Bill Would Ensure Critical National Security Office Can Continue Operations
WASHINGTON, D.C. – U.S. Senators Gary Peters (D-MI), Chairman of the Homeland Security and Governmental Affairs Committee, and John Cornyn (R-TX), introduced bipartisan legislation to prevent a critical national security office that protects Americans from threats posed by weapons of mass destruction from being forced to close its doors. The authorization for the Countering Weapons of Mass Destruction (CWMD) Office at the Department of Homeland Security (DHS) is set to expire early next year unless quick action is taken. Peters and Cornyn’s Countering Weapons of Mass Destruction Extension Act of 2023 would ensure that the federal government can continue its work to defend against threats from weapons of mass destruction – which include chemical, biological, radiological, and nuclear weapons. The bill provides stability for the office by extending the authority to conduct its national security missions for two more years.

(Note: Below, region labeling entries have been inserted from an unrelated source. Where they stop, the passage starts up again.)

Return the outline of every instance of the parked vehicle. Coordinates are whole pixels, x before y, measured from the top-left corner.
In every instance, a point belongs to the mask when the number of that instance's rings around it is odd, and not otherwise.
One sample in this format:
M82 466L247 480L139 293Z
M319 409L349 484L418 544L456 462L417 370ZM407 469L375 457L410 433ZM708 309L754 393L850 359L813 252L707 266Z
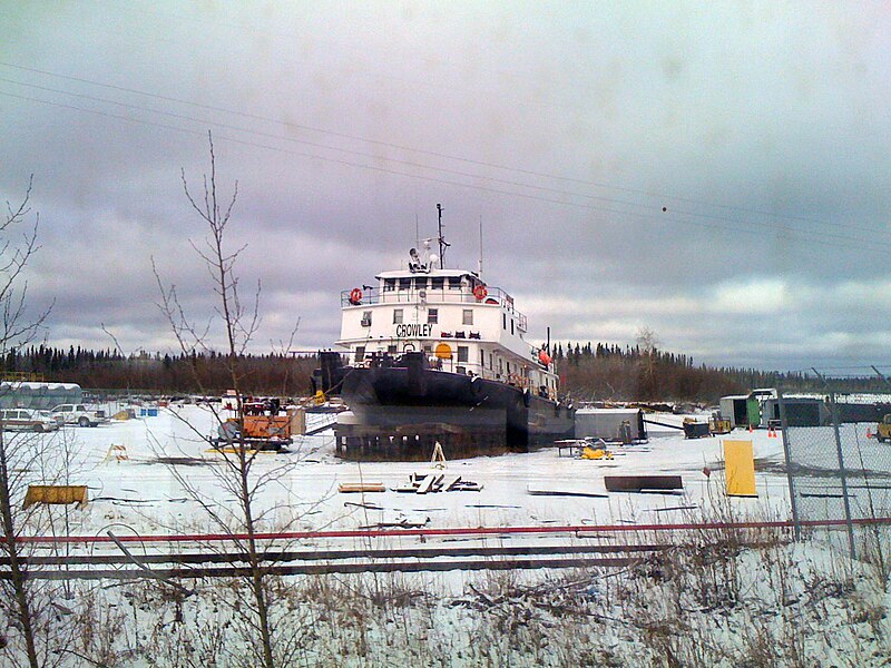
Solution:
M888 413L875 429L875 438L880 443L891 441L891 413Z
M3 423L3 431L48 432L59 429L56 420L30 409L4 409L0 411L0 421Z
M59 404L52 409L52 415L62 424L79 426L96 426L108 422L105 411L94 411L84 404Z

“Weapons of mass destruction, including chemical and radiological weapons, could have catastrophic effects if used in an attack on the United States. These threats are continuing to grow, and we must ensure that the Department of Homeland Security can continue its crucial work to address these serious risks uninterrupted,” said Senator Peters. “I will continue working along with Senator Cornyn to pass additional legislation to ensure the federal government can effectively address these complex and dangerous threats. But there is simply too much at risk if this office is forced to stop operations, and I urge my colleagues to quickly pass this short-term extension to protect our national security.”
“While new technology has improved our lives in countless ways, it has also opened the door for bad actors to harm our country,” said Senator Cornyn. “The Countering Weapons of Mass Destruction Office was created to prevent chemical, biological, radiological, and nuclear materials from falling into the wrong hands, and this legislation would make sure it can continue protecting Americans from weapons of mass destruction.”

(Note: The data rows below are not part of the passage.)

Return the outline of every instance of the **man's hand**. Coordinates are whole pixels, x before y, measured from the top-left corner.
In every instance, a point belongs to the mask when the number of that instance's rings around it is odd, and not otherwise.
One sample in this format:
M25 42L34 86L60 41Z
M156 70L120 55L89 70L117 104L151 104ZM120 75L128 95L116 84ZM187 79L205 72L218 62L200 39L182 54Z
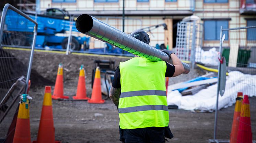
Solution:
M116 88L111 86L109 90L109 98L117 107L118 107L120 94L121 88Z
M171 51L167 49L164 49L162 51L167 54L170 56L172 62L172 63L170 63L173 64L175 66L175 71L172 77L177 76L180 74L183 73L185 70L184 67L183 67L183 65L182 64L182 62L179 59L178 57L175 55L174 53Z

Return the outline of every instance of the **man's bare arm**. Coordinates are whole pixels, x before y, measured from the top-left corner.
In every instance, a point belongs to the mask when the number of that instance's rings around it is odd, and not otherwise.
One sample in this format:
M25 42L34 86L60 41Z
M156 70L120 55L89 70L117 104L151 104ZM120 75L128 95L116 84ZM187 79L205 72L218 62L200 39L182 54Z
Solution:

Chemical, biological, radiological, and nuclear weapons have the potential to cause everything from mass casualties and incapacitation, to agricultural destruction, and other serious disruptions to our economic and national security. In particular, biological agents, including anthrax and ricin, have been used in attacks on Americans. Recent security threats have raised concerns that nuclear and radioactive materials could be stolen and used in a domestic attack. Last month, in Houston, Texas, a Houston Police Department officer unearthed “potentially dangerous radioactive material abandoned in a […] scrapyard” thanks to a device he was provided by the CWMD Office. According to the Houston Chronicle, it was “the largest-ever local finding in a program designed to root out sources that could be used to make ‘dirty bombs.’”

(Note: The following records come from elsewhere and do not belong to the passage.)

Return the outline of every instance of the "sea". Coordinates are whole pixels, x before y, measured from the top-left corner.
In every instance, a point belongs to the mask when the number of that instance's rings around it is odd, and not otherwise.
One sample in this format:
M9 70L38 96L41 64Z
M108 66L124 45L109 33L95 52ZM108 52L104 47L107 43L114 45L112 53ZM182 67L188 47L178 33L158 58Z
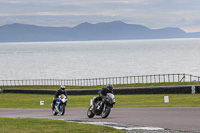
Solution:
M200 76L200 39L0 43L0 80Z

Senators Peters and Cornyn have also introduced the bipartisan Offices of Countering Weapons of Mass Destruction and Health Security Act, which makes permanent the CWMD Office and the Office of Health Security within DHS. The bill, which advanced out of the Homeland Security and Governmental Affairs Committee in June 2023, clarifies the roles and responsibilities of the CWMD Office’s responsibilities to address chemical and biological threats – including coordination with DHS components and state, local, Tribal, and territorial entities. The legislation also significantly expands congressional oversight of the CWMD Office, including by requiring the office to submit a report to Congress every four years on the Department’s strategy to counter weapons of mass destruction and other emerging threats. The bill also codifies responsibilities for the Office of Health Security, including oversight of all medical and workplace safety missions across DHS.